Persistence functions

serialize(obj, storage, name=None, delimiter="-", suffix=None, schemasuffix=None, compression=compression, **kwargs)

serializes obj (an awkard-array) and puts all binary blobs into storage using names derived from a name prefix, separated by delimiter. Binary blobs optionally may have a suffix (such as ".raw") and the schema itself (also inserted into storage as a binary blob) may have a schemasuffix (such as ".json"). The compression option is described above. No return value.

deserialize(storage, name="", whitelist=whitelist, cache=None)

returns an awkward-array from storage using name as a prefix and an exact name for finding the schema. The whitelist option is described above. If a cache is passed, that cache is passed as an argument to every VirtualArray.

save(file, array, name=None, mode="a", **options)

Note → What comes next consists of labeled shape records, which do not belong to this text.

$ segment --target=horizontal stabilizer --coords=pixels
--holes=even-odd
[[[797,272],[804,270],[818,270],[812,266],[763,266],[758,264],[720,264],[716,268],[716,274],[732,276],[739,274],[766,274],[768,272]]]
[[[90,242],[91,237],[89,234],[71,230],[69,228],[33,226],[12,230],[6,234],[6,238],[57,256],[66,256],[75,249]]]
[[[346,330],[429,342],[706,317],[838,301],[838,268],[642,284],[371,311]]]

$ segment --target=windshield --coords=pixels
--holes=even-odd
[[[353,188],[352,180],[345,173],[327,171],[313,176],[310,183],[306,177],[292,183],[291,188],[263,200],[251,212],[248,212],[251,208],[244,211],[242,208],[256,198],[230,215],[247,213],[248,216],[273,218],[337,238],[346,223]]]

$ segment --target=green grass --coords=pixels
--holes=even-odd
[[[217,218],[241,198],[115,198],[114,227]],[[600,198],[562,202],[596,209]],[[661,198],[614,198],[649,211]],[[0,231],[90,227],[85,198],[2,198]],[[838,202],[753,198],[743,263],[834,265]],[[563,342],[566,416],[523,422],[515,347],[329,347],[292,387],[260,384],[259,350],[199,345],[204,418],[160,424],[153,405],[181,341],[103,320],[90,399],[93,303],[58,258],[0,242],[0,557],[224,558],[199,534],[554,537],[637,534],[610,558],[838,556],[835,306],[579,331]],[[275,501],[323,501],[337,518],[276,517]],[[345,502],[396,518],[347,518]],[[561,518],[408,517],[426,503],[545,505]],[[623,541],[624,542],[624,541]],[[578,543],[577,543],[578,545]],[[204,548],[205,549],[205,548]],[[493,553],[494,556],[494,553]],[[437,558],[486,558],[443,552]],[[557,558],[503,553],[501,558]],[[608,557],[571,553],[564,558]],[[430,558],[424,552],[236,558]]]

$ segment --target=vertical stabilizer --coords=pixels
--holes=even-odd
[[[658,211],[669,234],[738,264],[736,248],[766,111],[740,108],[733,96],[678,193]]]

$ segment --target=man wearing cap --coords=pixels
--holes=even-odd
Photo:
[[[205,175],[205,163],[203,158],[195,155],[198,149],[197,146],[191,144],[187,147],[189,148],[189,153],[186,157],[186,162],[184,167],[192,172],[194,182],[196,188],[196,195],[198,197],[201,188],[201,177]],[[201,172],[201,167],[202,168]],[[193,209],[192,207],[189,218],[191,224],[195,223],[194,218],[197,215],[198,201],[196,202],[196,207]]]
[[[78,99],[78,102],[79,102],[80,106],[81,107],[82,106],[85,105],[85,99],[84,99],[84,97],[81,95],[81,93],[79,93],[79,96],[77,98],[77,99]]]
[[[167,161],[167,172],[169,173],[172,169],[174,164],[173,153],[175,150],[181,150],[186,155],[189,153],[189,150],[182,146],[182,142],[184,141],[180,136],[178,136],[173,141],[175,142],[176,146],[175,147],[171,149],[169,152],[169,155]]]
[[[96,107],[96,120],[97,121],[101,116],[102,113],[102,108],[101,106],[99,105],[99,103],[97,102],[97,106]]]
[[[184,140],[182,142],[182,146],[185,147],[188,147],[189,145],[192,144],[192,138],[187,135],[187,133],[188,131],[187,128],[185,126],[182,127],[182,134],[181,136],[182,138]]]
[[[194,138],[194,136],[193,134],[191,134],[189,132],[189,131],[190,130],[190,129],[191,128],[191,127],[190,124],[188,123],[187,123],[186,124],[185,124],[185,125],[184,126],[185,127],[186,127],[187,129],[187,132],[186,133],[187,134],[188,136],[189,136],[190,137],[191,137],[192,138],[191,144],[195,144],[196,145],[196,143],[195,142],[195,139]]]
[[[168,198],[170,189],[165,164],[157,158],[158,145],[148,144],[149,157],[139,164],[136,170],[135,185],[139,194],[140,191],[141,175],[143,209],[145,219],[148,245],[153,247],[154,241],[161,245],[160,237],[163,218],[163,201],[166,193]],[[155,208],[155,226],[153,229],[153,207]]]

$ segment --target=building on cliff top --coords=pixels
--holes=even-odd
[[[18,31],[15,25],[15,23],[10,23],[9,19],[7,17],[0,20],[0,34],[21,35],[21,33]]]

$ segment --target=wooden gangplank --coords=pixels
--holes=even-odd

Save an array (an awkward-array) into a file specified as a name, a path, or as a file-like object. If it is a name that does not end in .awkd, this suffix is appended. The mode is passed to the zipfile.ZipFile object; "a" means append to an existing file or create a file. If there are name conflicts, an erorr is raised before writing anything to the file. No return value.

load(file, **options)

Open file as a read-only dict-like object containing awkward-arrays. The arrays may be found by asking for the dict-like object’s keys and extracted with get-item.

hdf5(group, **options)

Interpret an HDF5 file or group (from the h5py library) as containing awkward-arrays, rather than arrays. Low-level binary blobs are hidden in favor of logical awkward arrays. This object can be written to or read from as a dict-like object with get-item, set-item, and del-item.